Brodesser-Akner’s dissection of the Fleishman marriage, along with sub-plots involving Libby and Toby’s daughter Hannah, develop into a suggestion that women still exist in a man’s world. Regretfully, she says this is her current conclusion. When we speak, she has just published a lengthy feature on sexual harassment and discrimination at a prominent US retail business. “I don’t have any proof that things have changed enough for me to be able to say it’s not a man’s world,” she says. “There are certain women who are allowed at the table, I believe I am one of them, and I can be very good at what I do, but I am not a man, and I think men are still most valued because I think men are the ones making the decisions about what is valuable.”

As an interviewer, she suggests the women she speaks to are inevitably renegades, just by virtue of having got to the table — “whereas a man can be interviewed just for a nice piece of art. You get a fuller range of the male experience in the world, because the only women we interview are the women who have lived through a struggle”.

Despite her no-holds barred approach — she wrote of Paltrow that the perception of her is “she’s a privileged, white rich lady who is into some wackadoo stuff” — she remains an in-demand interviewer. “People act like we’re vultures but a profile is the ultimate voluntary thing, you sat with a journalist you hung out with me, we did this together,” she says. She never pulls punches, she says, because if someone hates a piece it’s never for the reasons she’d expect.

It was a dream fulfilled to sit down with Paltrow. “I had been wanting to interview her my entire adult life. She just did not disappoint. She was very smart and thoughtful and she was vulnerable with me in a way that I did not expect after what the press had put her through.”
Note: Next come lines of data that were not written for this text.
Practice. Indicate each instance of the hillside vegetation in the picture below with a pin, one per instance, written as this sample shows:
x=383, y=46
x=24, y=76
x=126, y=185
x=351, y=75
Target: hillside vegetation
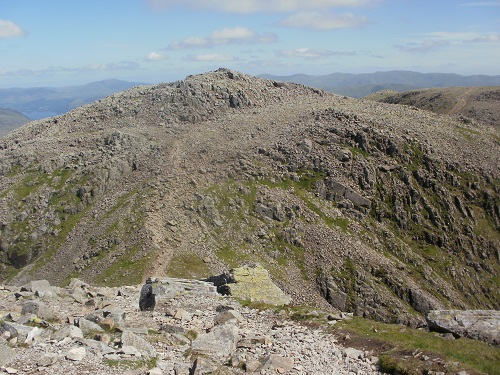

As a journalist, it’s nerve-wracking becoming the subject. “There’s a part of me that any time someone’s writing a profile of me wants to tell them how I would write a profile of them,” she laughs. But she knows speaking to the press is part of the deal as an author, even though she claims “these were just the piddling thoughts of somebody one summer who had a question about whether marriage is a really viable institution if it keeps failing us, and how women are supposed to survive if the rules keep changing on us”.

Weighty questions, and not ones Roth ever asked.